1. Commercial activities

● According to the provisions of Clause 1, Article 3 of the Law on Commerce of 2005 (“LCM”), commercial activities are understood as activities for profit-making purposes, including activities of buying and selling goods, providing services, investment, trade promotion,…

● Objects in commercial activities are goods, whereby goods are all types of movables, including those to be formed in the future and things attached to land such as trees,…

2. Dispute resolution methods in commercial activities

Article 317 of the LCM stipulates 03 methods of dispute settlement as follows:

● Negotiation: The process involves parties in commercial activities, whereby the parties will negotiate and come to an agreement based on specific arguments and legal regulations to find a suitable resolution that aligns with the intentions of the parties. At this stage, the parties may negotiate on their own or seek the assistance of lawyers or experts. The result of the negotiation will depend on the voluntary nature and compromise of the parties, and it is not legally binding. Therefore, the legal rights and interests of the parties may be difficult to ensure adequate.

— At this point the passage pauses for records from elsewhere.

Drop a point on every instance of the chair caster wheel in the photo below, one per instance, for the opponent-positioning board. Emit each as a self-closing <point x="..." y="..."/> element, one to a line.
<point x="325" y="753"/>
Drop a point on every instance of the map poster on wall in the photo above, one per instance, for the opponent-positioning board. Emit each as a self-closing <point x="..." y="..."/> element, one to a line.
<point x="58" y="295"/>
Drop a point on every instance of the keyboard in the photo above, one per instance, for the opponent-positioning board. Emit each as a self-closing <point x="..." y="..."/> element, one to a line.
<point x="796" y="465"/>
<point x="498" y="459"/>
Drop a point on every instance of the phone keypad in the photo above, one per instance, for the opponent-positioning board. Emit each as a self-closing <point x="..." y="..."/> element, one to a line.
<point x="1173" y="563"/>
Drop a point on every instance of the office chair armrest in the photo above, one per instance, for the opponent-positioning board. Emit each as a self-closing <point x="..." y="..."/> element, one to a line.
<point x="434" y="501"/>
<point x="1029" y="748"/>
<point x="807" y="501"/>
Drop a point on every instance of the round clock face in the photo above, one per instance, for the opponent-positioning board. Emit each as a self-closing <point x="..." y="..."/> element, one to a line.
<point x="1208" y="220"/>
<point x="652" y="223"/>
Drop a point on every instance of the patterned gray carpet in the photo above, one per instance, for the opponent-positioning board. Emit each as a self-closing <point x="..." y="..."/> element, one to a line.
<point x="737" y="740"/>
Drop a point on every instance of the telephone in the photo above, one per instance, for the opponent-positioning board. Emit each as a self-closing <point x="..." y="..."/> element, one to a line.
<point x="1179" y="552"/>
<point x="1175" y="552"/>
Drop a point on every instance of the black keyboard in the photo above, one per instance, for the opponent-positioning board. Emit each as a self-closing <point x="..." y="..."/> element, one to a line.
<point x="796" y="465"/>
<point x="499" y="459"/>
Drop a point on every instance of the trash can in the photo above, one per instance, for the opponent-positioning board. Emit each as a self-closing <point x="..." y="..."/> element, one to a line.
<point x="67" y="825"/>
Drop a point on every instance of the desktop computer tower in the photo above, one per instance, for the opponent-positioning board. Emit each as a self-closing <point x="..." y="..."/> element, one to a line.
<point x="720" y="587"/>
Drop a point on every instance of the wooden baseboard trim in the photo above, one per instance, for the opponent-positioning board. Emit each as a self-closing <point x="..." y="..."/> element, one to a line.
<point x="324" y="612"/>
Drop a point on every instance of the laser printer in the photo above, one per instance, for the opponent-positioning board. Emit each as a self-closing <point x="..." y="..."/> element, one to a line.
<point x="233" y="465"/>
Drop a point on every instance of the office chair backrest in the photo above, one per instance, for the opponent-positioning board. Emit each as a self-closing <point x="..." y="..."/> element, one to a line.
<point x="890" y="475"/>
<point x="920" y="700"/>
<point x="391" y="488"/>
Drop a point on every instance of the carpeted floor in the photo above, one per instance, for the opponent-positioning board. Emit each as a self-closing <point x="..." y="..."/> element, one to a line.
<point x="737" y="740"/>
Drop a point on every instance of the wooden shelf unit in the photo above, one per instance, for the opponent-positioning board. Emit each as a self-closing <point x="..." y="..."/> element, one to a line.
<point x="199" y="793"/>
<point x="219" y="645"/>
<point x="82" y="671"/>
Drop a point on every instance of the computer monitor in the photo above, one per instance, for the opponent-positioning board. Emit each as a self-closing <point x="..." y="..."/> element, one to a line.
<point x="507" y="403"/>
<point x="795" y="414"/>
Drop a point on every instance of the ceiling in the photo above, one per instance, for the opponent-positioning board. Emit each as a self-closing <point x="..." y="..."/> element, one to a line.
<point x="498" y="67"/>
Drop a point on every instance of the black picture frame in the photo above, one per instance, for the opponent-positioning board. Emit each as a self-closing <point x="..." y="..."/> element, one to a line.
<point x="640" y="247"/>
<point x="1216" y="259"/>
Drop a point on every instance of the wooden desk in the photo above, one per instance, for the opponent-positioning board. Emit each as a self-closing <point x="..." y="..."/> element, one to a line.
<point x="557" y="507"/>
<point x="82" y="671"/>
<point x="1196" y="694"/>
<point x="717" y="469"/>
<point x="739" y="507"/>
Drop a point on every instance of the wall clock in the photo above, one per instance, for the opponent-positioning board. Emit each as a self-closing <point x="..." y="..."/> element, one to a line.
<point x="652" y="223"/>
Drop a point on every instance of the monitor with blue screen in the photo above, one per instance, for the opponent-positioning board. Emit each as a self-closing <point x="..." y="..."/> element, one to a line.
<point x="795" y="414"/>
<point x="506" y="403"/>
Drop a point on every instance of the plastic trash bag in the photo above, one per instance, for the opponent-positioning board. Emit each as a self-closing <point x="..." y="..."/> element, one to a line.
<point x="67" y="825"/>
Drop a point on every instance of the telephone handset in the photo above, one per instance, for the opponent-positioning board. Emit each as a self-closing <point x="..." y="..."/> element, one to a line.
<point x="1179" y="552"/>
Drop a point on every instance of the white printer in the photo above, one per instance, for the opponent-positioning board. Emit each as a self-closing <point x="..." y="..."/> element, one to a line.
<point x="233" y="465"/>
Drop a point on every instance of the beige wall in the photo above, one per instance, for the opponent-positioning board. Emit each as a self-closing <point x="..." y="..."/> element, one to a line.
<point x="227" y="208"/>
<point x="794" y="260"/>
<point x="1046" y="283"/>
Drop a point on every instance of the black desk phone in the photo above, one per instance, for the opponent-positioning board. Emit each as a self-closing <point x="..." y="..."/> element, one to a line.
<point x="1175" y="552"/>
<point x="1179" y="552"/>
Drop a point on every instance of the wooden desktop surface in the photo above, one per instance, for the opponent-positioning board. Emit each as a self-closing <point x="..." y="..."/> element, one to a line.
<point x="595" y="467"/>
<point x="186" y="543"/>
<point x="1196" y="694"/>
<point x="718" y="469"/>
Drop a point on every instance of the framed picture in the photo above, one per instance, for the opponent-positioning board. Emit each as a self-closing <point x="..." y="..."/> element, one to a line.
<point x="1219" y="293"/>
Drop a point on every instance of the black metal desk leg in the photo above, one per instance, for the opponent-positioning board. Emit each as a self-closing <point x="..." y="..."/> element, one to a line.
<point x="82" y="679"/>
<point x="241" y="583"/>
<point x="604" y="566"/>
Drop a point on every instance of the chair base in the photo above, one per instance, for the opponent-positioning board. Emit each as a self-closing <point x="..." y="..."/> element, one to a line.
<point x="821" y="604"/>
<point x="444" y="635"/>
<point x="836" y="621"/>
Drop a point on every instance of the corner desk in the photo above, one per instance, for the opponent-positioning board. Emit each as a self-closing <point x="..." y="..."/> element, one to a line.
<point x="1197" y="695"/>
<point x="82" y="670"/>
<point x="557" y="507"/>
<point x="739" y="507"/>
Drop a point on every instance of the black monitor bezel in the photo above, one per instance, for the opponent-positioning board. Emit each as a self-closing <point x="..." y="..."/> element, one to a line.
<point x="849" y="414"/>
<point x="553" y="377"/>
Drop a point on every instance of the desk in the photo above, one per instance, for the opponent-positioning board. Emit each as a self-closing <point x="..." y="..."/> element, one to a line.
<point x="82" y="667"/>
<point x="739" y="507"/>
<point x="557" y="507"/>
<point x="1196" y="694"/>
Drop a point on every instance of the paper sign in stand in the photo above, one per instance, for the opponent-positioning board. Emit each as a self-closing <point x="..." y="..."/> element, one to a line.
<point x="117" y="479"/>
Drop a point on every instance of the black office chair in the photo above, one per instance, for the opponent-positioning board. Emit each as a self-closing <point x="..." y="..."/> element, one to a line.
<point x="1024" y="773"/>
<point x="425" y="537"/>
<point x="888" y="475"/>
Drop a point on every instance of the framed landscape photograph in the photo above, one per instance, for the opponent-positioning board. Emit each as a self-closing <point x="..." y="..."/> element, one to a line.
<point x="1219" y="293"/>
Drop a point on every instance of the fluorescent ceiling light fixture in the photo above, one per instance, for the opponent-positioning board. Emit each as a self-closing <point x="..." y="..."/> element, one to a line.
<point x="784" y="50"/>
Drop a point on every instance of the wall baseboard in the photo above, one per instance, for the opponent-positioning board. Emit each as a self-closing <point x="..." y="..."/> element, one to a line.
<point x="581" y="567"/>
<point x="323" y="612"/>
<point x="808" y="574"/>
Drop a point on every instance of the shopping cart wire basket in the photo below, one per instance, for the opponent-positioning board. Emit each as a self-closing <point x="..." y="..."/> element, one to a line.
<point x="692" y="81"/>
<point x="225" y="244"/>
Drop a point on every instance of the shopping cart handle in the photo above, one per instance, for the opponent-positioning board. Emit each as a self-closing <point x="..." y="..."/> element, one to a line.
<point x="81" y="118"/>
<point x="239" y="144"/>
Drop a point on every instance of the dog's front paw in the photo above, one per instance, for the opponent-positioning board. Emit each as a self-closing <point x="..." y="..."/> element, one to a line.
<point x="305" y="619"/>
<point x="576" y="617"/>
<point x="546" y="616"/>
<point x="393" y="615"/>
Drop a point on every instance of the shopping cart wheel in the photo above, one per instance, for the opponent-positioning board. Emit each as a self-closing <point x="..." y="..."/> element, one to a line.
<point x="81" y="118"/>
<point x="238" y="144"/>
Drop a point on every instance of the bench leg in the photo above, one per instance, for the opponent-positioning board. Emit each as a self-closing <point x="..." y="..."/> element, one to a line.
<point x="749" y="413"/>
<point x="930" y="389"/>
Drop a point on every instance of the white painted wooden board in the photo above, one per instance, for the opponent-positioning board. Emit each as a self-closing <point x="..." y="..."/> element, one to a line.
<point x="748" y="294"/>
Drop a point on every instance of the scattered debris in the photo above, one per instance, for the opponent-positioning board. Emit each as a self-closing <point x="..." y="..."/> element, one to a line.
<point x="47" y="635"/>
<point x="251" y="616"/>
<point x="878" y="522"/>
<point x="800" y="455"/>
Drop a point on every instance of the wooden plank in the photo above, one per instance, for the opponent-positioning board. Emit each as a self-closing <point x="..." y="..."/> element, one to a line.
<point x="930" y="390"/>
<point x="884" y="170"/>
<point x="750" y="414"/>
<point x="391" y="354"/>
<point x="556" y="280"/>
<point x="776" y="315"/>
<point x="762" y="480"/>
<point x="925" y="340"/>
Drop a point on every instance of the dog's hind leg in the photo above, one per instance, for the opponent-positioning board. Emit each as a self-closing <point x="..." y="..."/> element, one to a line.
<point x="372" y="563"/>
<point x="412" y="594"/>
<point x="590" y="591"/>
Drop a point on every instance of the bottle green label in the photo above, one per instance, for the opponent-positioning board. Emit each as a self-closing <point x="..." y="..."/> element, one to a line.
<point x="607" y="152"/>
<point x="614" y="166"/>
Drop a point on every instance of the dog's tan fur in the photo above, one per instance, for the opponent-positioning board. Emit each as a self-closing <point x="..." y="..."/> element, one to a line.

● Mediation: Apart from resolving disputes through negotiation, when resolving through mediation, in addition to the parties involved in commercial activities, individuals and organizations are acting as third parties to mediate. These may be commercial mediators or commercial mediation organizations chosen by the parties or designated by the commercial mediation organization at the parties’ request.

The participation of third parties is essential in persuading and encouraging the parties to resolve disputes in the best possible way. However, fundamentally, whether the parties can mediate or not depends largely on the agreement and will of the parties. When the parties reach a mediated settlement, for the settlement to be binding, the requesting party must seek recognition of the mediated settlement in court as prescribed by civil litigation law.

● Arbitration or court

Arbitration: To resolve disputes in this way, the parties must have an arbitration agreement, which can be either institutional or ad hoc arbitration. Institutional arbitration is a form of dispute resolution that takes place at an arbitration centre. Typically, the parties prefer to choose a specific arbitration centre for resolving their disputes.

The arbitration award is binding and enforceable, which is an advantage over other methods of dispute resolution such as negotiation and mediation. In addition, arbitration ensures confidentiality and saves time in resolving disputes. This is also the common trend for resolving international commercial disputes. Therefore, the parties may consider choosing and regulating the contract about arbitration as a dispute resolution mechanism.

Court: Resolving disputes through the court system will involve the power of the state, which means that there will be the involvement of a state agency, specifically the court, acting on behalf of the state in the conduct of legal proceedings. The court’s judgment/decision is binding and enforceable, and if a party fails to voluntarily comply, the other party may request the competent civil enforcement agency to enforce the judgment. One of the parties must file a lawsuit stating the facts of the case and petition, along with relevant evidence, to the competent court. However, resolving disputes in court has limitations, such as prolonged resolution time, complex procedures, and difficulty in ensuring confidentiality.

3. Experience in dispute resolution in commercial activities

● Priority on the agreement: In case of disputes, parties should first try to resolve them through negotiation and mediation as these methods are usually quicker, cost-effective, and help parties to understand each other better. However, depending on the specific circumstances, if one party does not receive the good faith of the other, this party may choose to use dispute resolution methods such as Arbitration or Court;

● Regulate provisions on dispute resolution in contracts: Disputes are not something any party desires when entering into a commercial contract. However, to anticipate potential disputes, parties should regulate provisions on the dispute resolution methods when drafting the contract. In case of disputes, parties can refer to those provisions to achieve the most effective dispute resolution.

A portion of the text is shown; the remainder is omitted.